If you would like to monitor your credit, take the following steps.
There are three major credit reporting bureaus. Their contact information is listed below. Contact at least one of the bureaus and place a fraud alert on your credit report. This can help prevent an identity thief from opening additional accounts in your name. As soon as the credit bureau confirms your fraud alert, the other two bureaus will be notified automatically of the fraud alert.
P.O. Box 740241
Atlanta, GA 30374
1-888-766-0008 or www.equifax.com
P. O. Box 2002
Allen, TX 75103
1-888-397-3742 or www.experian.com
Fraud Victim, Assistance Division
P. O. Box 6790
Fullerton, CA 92834-6790
1-800-680-7289 or www.transunion.com
Order your credit reports. By establishing a fraud alert, you will receive a follow-up letter that will explain how you can receive a free copy of your credit report. You are entitled to receive a free credit report annually from each of the three credit bureaus free of charge. Space out your requests so that you receive one free credit report every four months. For example, request a report from Equifax immediately, a report from Experian four months from now and a report from TransUnion four months later. Examine each report closely and look for signs of fraud such as credit accounts that are not yours.

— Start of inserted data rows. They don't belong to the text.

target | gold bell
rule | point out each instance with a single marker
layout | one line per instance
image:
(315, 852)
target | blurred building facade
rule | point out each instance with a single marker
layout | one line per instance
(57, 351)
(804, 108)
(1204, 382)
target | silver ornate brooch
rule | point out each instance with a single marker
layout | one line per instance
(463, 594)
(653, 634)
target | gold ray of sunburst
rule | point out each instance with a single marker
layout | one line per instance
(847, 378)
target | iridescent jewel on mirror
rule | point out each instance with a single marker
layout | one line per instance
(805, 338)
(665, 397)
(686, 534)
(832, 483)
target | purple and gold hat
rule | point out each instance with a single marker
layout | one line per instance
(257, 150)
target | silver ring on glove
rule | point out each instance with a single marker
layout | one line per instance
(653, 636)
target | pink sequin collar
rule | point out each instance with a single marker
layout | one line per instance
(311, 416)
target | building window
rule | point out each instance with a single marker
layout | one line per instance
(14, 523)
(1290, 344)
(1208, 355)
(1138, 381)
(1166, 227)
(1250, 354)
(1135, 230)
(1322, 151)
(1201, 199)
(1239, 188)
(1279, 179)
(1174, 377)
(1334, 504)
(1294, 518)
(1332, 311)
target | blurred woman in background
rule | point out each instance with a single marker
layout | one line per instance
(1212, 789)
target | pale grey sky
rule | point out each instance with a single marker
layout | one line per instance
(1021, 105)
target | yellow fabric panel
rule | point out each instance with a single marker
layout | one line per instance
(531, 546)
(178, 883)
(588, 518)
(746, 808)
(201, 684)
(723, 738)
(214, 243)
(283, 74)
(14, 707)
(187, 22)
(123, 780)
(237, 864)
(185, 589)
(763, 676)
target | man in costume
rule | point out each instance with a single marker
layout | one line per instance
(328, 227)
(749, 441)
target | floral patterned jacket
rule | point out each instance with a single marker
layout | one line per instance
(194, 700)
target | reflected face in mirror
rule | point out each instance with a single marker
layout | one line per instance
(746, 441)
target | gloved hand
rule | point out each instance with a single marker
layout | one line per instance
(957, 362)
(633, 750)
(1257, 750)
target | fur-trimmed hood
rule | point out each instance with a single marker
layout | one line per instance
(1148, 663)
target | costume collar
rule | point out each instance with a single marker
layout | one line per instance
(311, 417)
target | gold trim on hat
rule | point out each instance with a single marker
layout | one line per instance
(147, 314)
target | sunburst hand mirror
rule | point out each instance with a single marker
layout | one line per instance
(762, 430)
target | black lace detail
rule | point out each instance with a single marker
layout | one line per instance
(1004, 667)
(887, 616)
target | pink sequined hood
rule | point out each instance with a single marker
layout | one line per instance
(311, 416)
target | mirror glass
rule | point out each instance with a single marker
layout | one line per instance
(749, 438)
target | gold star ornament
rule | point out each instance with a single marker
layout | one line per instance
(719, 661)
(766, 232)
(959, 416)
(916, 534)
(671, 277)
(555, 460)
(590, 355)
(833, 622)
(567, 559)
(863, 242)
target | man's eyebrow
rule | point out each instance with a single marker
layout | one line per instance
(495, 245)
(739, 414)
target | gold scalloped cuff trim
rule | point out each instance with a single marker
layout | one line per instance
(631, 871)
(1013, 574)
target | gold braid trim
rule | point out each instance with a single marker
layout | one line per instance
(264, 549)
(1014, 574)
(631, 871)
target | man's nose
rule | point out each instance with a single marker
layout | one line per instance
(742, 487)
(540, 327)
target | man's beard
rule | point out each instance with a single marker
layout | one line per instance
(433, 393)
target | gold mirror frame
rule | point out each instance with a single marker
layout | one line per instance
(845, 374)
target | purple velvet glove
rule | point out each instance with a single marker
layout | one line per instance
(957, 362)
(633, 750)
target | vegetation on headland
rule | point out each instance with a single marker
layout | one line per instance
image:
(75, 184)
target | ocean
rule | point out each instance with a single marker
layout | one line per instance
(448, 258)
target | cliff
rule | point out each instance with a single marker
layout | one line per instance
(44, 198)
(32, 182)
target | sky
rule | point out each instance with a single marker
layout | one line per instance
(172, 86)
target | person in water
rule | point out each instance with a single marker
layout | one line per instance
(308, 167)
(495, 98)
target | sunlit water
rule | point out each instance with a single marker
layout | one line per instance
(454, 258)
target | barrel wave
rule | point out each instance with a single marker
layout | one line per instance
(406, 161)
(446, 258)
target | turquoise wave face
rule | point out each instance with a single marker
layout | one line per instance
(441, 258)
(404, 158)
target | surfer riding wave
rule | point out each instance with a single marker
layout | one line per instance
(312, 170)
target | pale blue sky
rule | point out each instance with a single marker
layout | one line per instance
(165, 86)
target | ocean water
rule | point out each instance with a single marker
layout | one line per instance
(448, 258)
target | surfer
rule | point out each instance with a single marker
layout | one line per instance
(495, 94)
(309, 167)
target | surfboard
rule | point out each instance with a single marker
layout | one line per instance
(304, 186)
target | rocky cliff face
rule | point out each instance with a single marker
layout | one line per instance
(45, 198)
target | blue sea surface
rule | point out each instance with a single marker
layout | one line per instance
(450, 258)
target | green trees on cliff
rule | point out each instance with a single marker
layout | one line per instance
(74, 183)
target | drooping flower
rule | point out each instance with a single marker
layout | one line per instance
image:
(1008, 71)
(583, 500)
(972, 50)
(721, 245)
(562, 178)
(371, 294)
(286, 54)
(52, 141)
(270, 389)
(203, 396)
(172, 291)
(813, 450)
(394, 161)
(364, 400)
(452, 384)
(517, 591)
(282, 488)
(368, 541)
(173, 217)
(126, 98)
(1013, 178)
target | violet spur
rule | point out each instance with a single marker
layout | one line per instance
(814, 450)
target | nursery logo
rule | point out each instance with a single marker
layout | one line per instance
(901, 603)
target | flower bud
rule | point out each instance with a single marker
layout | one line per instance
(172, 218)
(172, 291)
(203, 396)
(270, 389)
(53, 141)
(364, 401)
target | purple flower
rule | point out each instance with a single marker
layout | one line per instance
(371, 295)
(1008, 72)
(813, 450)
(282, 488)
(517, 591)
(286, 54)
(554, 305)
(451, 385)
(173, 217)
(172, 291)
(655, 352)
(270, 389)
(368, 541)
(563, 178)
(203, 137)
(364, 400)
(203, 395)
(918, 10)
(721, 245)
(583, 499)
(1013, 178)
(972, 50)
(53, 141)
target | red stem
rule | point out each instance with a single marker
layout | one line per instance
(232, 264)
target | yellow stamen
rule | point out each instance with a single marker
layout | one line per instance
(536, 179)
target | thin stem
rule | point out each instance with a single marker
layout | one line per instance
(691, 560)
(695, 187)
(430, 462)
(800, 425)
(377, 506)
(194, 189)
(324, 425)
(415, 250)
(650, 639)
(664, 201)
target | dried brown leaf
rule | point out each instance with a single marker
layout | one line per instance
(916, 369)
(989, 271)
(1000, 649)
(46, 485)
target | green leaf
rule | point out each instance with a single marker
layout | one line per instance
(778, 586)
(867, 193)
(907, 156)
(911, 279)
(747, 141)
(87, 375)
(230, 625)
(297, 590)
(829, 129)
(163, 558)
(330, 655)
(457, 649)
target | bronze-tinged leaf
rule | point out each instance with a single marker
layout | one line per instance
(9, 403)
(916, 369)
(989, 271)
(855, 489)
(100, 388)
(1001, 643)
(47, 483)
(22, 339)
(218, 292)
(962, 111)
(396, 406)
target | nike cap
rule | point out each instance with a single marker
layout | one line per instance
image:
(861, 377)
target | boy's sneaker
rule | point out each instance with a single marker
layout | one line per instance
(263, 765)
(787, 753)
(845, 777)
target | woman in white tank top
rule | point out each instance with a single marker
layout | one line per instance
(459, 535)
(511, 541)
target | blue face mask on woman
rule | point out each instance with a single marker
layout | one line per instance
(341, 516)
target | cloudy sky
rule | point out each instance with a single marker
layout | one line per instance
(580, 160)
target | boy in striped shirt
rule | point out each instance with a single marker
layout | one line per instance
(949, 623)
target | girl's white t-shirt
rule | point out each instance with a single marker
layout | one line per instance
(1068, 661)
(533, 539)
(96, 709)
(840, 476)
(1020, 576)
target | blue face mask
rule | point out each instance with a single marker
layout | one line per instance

Continue to monitor your credit reports. Even if you place a fraud alert on your account, you should continue to monitor your credit reports to ensure that an imposter has not opened an account with your personal information.
Please know that your privacy is of the utmost importance to us. Jewish Hospital truly apologizes for any concern this may cause our patients. We are committed to our patients’ security and satisfaction by providing quality, reliable support services.